Like many organizations, Legal Aid of the Bluegrass (LABG) has faced a unique set of challenges over the past year due to the COVID-19 pandemic. Read on to learn more from my interview with Executive Director, Joshua Crabtree, on how LABG has developed new ways to continue providing high quality legal representation to the Commonwealth’s vulnerable.


What sorts of shifts has LABG undergone in the past 14 months amidst the pandemic?

As an organization, one thing we've always prided ourselves on is being responsive to community needs and being able to pivot. One of the significant shifts was us moving to full remote work within 72 hours. It changed our service delivery model from in-person to remote or virtual based without us ever needing to cease services.

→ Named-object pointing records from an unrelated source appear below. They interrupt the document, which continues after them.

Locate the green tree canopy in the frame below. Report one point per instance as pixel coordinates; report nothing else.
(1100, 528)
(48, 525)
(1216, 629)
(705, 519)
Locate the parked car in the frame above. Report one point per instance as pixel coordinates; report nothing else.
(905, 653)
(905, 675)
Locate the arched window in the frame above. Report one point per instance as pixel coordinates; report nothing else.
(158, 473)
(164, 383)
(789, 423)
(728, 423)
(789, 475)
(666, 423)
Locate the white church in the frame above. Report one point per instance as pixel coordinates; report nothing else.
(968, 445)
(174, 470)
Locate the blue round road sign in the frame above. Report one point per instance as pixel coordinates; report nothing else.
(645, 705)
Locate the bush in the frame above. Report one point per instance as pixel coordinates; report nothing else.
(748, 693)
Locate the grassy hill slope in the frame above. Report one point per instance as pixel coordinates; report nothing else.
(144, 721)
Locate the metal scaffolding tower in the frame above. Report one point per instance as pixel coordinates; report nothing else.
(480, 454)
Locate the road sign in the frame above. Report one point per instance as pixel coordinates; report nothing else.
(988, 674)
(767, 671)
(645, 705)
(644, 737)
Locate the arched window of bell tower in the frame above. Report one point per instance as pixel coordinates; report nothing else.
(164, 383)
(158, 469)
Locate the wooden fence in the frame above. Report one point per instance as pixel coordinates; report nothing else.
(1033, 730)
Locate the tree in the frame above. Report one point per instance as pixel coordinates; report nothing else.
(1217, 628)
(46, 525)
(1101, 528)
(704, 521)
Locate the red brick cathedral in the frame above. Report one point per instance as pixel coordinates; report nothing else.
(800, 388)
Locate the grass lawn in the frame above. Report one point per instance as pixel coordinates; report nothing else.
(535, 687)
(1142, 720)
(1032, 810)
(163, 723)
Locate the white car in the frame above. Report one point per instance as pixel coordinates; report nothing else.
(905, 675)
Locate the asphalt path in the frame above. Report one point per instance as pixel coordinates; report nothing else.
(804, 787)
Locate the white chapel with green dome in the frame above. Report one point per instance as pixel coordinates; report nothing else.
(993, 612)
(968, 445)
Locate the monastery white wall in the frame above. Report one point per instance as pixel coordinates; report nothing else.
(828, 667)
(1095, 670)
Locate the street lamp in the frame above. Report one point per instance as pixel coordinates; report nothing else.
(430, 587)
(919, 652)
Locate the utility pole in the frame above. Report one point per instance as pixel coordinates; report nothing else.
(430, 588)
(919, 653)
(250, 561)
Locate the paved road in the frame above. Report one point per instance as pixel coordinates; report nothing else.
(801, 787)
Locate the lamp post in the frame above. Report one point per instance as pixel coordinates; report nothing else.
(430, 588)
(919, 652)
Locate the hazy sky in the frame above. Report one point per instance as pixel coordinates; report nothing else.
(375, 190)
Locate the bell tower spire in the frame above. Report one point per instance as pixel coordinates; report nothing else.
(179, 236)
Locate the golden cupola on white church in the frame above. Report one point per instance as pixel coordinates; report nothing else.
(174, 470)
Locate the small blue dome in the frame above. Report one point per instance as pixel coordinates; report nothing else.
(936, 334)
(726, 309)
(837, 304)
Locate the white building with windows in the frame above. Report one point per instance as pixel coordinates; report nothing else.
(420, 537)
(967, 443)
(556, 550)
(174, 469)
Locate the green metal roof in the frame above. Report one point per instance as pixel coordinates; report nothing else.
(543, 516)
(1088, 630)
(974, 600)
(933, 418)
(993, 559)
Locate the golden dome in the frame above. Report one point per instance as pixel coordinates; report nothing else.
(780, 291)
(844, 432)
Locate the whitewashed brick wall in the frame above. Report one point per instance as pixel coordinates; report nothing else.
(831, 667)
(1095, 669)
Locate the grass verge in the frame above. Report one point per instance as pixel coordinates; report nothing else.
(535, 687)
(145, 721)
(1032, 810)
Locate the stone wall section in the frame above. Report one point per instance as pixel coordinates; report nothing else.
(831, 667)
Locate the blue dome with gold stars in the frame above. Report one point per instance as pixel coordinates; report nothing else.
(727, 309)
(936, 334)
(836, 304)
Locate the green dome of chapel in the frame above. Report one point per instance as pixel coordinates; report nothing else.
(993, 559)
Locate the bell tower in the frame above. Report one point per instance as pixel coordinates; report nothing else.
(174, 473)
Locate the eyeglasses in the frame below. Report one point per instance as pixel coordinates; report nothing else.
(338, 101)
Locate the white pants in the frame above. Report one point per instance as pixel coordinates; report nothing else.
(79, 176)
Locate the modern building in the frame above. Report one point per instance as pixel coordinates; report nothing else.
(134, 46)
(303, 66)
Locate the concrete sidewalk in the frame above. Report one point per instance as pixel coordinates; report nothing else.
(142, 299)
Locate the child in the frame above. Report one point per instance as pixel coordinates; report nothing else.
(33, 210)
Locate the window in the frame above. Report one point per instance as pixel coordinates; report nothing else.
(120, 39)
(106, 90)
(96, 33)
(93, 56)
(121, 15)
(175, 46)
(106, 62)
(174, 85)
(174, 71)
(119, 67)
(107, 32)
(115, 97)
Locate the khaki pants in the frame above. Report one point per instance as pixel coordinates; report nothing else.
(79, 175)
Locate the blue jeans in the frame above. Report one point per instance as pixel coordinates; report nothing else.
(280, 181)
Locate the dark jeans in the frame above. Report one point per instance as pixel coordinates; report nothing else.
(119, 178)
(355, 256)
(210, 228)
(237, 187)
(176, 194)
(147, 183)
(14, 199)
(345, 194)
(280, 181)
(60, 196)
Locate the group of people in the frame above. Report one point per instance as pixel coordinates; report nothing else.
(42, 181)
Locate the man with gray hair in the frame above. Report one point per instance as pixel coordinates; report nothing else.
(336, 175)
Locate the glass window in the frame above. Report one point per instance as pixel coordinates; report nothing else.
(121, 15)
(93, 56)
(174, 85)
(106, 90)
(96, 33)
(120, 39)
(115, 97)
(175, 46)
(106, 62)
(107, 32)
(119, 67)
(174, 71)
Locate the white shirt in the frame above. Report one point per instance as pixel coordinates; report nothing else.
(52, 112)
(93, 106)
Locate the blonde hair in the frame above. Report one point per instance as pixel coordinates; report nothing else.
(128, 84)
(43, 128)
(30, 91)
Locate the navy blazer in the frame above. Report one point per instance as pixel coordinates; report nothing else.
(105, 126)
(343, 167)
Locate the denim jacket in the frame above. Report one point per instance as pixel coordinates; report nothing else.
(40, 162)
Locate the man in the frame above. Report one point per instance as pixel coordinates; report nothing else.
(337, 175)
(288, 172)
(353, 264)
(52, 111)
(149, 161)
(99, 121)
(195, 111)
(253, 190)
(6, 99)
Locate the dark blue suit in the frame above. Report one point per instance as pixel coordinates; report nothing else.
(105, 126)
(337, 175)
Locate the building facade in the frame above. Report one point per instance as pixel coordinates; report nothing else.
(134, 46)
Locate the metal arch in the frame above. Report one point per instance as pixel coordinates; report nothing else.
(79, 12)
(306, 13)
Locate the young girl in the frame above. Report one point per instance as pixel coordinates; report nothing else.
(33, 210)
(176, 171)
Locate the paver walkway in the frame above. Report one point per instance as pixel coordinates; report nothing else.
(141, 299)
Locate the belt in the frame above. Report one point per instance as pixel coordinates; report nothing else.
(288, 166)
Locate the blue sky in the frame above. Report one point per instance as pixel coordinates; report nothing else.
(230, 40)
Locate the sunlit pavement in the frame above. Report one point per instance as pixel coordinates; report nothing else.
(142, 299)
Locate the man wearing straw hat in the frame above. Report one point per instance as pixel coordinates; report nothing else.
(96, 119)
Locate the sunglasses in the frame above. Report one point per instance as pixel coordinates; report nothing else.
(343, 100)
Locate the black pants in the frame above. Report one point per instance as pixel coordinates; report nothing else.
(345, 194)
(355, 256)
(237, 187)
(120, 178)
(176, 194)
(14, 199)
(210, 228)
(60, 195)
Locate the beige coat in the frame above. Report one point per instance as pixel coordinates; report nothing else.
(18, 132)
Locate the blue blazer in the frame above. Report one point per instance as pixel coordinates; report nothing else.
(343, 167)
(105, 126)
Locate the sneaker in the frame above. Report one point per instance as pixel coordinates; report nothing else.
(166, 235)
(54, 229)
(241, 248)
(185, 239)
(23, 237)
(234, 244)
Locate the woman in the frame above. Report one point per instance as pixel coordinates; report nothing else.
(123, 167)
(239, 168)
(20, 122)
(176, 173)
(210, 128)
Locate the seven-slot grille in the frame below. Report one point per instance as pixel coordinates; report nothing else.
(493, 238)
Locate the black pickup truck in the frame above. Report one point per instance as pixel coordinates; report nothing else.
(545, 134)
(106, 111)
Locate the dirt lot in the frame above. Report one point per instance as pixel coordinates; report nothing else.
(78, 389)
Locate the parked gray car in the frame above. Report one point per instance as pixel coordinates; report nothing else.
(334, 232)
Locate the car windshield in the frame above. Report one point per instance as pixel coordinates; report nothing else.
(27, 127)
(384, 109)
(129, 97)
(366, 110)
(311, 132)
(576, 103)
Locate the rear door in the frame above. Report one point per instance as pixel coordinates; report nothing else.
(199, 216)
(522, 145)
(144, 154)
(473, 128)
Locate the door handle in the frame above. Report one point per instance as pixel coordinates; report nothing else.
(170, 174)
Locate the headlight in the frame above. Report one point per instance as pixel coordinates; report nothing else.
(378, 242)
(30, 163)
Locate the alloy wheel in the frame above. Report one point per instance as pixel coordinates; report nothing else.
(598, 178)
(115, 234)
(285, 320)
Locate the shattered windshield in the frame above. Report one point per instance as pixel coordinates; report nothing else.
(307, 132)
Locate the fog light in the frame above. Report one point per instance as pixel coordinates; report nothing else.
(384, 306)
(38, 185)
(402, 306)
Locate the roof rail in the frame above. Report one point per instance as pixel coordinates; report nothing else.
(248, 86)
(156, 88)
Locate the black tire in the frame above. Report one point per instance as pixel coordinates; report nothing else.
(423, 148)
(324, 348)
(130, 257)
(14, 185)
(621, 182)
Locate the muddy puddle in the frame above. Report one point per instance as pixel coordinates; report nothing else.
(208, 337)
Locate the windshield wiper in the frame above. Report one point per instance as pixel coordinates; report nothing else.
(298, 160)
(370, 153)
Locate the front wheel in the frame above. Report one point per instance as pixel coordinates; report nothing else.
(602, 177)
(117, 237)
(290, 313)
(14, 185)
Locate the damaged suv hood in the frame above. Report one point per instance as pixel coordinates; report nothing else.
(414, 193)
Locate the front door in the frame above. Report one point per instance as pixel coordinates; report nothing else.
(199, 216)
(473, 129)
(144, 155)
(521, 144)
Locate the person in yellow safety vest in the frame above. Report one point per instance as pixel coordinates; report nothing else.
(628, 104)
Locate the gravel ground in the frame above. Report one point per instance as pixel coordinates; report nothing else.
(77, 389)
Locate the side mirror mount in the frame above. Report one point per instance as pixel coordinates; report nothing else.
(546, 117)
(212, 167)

The other shifts are in the types of cases and relief that we’re trying to get to people. Housing is one example. We’ve been preparing for this huge eviction tsunami for over a year that hasn’t materialized just yet. The moratorium keeps getting extended so we haven’t felt the full impact of that. However, we know that time is coming and we have taken each extension as an opportunity to become better prepared. 

Another aspect of legal aid that changed during this time is the need to shift toward income instability issues related to unemployment insurance. While income instability has always been a core issue for us there was not always a great need for assistance with unemployment insurance issues. We did a fair number of unemployment cases each year but now we’re doing 500%, maybe 1000% more. We just didn’t do that many before. But now, unemployment insurance issues are an essential part of our services.

A third shift that became more apparent during this time was our role as navigators. There are people who had never needed to use a government program before. And because of the pandemic, this was the first time ever they were having that experience. So there was a definite shift in our role of connecting people with resources and helping them navigate systems.

 

Which of those shifts do you think are permanent?

I don’t know if office work will ever look the same. This has been the largest disruptor in the lifetime of anybody that’s employed with us right now. I don’t think we’re ever going back to people being 100% in the office all the time.

I also think that we've learned that our clients have the ability to communicate with us in a lot of ways that maybe we didn't always utilize and that there are some definite opportunities for us to connect with people. I think we’ll continue to look at opportunities to expand the ways people can reach us outside of what would have been our traditional model. With Zoom, e-filing, remote court appearances and with our Justice Bus, we can provide representation to people wherever they are.

 

Does volunteering look any different in a post-pandemic world?

We have seen an increase in need for these navigator roles that provide legal information to people. To use communications as an example, communications has shifted from what was a development role of promoting us within the community to a role of service delivery. It’s “let me get you the information that you need to be able to act on and do what you need to do to better your situation,” and that was not necessarily how communications had factored into legal aid before. So, I think the type of volunteers that we have been able to use has greatly expanded outside of just lawyers because of lessons we learned during the pandemic.

 

Are you optimistic about the future of LABG and of legal aid generally?

Yes I am optimistic. There is not a type of organization that is better suited for the pandemic recovery than legal aid. We help with the things that people are dealing with most as they try to recover: income stability, housing stability, and personal safety.

The number of people needing our services has grown because of the pandemic, which has resulted in a growing awareness and support for legal aid. So I’m optimistic, I think the future is bright for legal aid. We’re passed an existential threat of existence. We have solidified our role in the judicial fiber of the country now more than ever.


LABG provides free civil legal assistance to underserved communities in 33 counties, primarily focusing on issues related to housing, family, income, public benefits, and health and safety.